The boy's mother, Li Ling, said, "Such policies have completely changed the destiny of my son and our family." She added that she first took the toddler for medical advice after finding that he could not stand up after falling over when he was 15 months old and that his situation deteriorated.
Li said that after being given four doses of the medication, her son has made continuous progress and can now walk stably, which he could not do before.
"I can sense the changes in him, both physically and mentally. He has become more outgoing after discovering he can make movements he could not perform previously," she said.
Luo Rong, director of the neurology department at West China Women and Children's Hospital in Chengdu, said the city's medical reimbursement program is the result of collaboration by the government, commercial insurance providers and drug developers offering concessions.
Meanwhile, in Guangzhou, capital of Guangdong province, a local government insurance program for patients with rare diseases took effect in January, with medical bills for such patients falling to about 178,000 yuan a year.
A rare disease patient works as a volunteer in Beijing. (LI MUYI / FOR CHINA DAILY)
Schooling difficulties
Thanks to the nation's streamlined medical regulatory mechanism and a system to encourage innovation in meeting medical needs, more than 70 therapies for 60 rare diseases have become available in China due to accelerated drug approvals in recent years.
However, rare disease patients still encounter difficulties such as getting an education.
Li, the mother, said that only one kindergarten had reluctantly agreed to accept her son, but it did not allow the boy's parents to accompany him on campus.
"If we cannot be with him, I will be concerned about his safety. But if he doesn't go to kindergarten, he will have problems with social interaction," she said.

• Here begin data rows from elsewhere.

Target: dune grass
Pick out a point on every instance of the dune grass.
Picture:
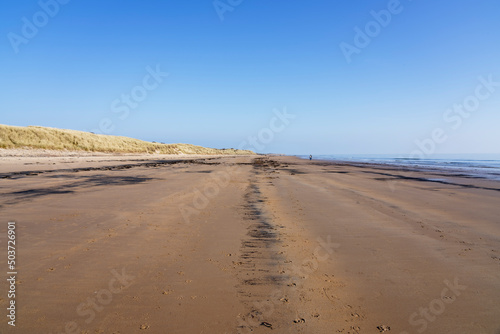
(38, 137)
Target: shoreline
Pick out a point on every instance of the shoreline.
(248, 243)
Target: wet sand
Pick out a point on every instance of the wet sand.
(248, 245)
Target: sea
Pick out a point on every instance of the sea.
(475, 165)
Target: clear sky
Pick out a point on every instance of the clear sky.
(357, 76)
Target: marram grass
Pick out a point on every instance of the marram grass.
(38, 137)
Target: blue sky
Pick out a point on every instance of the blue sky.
(226, 77)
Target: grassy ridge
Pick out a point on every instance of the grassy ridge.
(58, 139)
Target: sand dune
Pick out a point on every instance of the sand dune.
(251, 245)
(57, 139)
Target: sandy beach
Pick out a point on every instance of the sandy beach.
(247, 244)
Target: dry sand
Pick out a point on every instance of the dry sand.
(248, 245)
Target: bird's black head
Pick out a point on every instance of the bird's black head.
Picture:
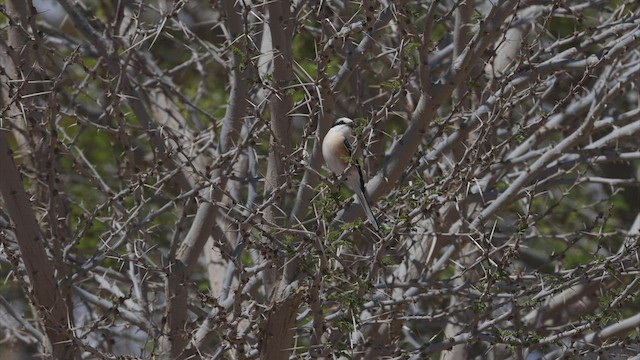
(343, 121)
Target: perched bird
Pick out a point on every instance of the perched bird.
(337, 153)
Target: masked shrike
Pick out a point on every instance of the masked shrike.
(337, 152)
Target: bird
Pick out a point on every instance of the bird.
(337, 151)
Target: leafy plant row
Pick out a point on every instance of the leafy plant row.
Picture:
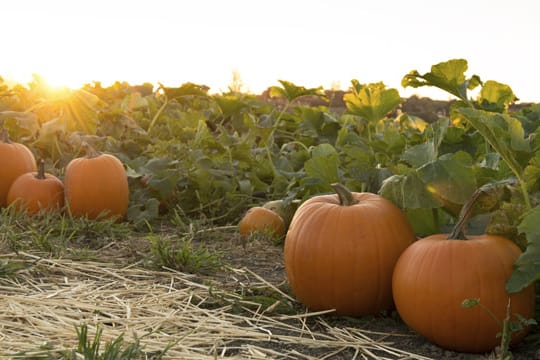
(200, 155)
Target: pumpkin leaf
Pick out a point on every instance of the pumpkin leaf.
(322, 168)
(20, 123)
(450, 178)
(527, 266)
(291, 92)
(448, 76)
(495, 96)
(371, 101)
(408, 192)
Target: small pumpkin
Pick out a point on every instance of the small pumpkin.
(96, 185)
(436, 274)
(340, 251)
(285, 209)
(260, 219)
(15, 159)
(35, 191)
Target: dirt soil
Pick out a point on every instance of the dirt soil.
(266, 260)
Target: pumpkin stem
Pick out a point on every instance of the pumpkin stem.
(4, 136)
(345, 196)
(41, 170)
(467, 211)
(89, 149)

Xing, from the Mei'er patient community, said most young SMA patients do not go to kindergarten or even primary and junior middle school. Various reasons have been cited for this, such as a lack of elevators and barrier-free facilities, along with difficulties in using toilets on campus.

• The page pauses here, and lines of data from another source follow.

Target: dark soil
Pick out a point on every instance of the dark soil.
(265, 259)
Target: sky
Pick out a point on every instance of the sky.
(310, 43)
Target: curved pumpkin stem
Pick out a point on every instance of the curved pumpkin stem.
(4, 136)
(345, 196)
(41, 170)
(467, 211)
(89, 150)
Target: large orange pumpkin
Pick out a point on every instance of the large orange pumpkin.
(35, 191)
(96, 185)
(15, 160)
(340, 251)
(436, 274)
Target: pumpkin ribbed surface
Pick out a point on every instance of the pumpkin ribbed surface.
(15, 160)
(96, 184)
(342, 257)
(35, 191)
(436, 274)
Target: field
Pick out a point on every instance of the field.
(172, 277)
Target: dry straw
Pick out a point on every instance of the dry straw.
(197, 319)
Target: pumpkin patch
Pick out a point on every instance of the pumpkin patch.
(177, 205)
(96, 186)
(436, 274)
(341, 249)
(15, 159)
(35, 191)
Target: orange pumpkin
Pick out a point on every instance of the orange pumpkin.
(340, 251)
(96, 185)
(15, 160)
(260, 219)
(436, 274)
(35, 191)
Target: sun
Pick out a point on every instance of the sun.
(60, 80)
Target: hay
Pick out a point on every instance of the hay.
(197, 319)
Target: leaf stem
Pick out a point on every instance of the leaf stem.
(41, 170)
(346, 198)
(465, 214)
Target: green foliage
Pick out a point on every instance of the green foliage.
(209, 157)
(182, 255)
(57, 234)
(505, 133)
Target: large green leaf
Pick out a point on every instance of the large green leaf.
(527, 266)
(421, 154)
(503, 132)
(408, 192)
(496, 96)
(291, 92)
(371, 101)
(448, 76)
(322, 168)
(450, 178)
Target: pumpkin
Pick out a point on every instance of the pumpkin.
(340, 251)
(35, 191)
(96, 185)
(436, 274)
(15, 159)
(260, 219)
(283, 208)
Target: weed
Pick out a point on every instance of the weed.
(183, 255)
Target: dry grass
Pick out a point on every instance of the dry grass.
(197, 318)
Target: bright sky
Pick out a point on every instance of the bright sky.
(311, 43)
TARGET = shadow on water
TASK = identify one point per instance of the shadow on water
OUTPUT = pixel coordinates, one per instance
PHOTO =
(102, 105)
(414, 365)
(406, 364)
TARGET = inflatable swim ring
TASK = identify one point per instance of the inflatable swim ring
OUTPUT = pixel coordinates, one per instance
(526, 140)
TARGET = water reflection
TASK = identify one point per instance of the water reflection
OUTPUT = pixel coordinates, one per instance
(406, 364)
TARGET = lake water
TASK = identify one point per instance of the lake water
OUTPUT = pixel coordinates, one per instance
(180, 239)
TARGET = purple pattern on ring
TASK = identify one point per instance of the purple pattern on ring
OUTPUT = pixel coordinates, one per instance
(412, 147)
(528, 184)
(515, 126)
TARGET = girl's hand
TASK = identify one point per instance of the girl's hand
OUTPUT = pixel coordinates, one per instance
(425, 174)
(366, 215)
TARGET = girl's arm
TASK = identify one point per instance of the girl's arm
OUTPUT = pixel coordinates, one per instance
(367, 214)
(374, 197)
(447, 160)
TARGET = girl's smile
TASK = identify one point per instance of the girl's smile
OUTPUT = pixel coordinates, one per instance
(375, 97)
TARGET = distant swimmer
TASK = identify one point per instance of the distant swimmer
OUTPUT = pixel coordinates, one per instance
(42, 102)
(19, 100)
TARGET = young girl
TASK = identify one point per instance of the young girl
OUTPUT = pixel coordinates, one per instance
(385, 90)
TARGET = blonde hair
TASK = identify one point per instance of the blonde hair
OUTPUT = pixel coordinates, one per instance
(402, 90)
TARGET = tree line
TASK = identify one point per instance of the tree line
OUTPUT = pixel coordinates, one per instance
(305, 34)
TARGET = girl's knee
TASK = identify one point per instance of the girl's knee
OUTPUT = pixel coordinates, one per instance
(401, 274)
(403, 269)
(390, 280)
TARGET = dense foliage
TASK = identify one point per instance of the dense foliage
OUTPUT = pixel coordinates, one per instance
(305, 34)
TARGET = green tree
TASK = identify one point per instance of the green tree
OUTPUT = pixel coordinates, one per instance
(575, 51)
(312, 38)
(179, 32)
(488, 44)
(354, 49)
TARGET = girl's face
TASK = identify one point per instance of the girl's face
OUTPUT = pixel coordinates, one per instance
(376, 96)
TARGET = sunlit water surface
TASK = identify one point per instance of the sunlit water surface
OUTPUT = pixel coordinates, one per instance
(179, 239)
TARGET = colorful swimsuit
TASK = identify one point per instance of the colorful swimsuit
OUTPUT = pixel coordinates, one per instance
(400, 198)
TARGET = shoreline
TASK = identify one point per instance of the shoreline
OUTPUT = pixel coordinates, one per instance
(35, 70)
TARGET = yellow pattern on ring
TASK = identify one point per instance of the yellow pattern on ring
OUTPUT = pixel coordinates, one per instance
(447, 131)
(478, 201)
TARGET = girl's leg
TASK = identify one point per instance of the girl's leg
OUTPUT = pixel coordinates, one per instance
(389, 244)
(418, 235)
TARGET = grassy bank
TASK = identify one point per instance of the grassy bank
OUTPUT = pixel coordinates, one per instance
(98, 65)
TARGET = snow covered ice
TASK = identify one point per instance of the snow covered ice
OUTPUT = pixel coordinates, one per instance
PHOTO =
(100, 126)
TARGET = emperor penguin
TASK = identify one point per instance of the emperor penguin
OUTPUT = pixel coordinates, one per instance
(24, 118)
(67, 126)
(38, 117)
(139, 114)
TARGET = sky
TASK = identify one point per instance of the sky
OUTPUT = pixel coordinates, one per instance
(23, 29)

Yin Mei, from Chengdu, whose 6-year-old son has SMA, said, "We really hope that such children can receive an equal education and contribute to society after drugs give them the chance to survive."
In July, the boy, initially predicted by doctors to live for only up to four years and who used to require frequent treatment in intensive care units, received his first therapy thanks to the policy in Chengdu.
"My son is really clever. He could recite dozens of traditional Chinese poems before he was 2 and is also accomplished at math," Yin added.
Yang Hong contributed to this story.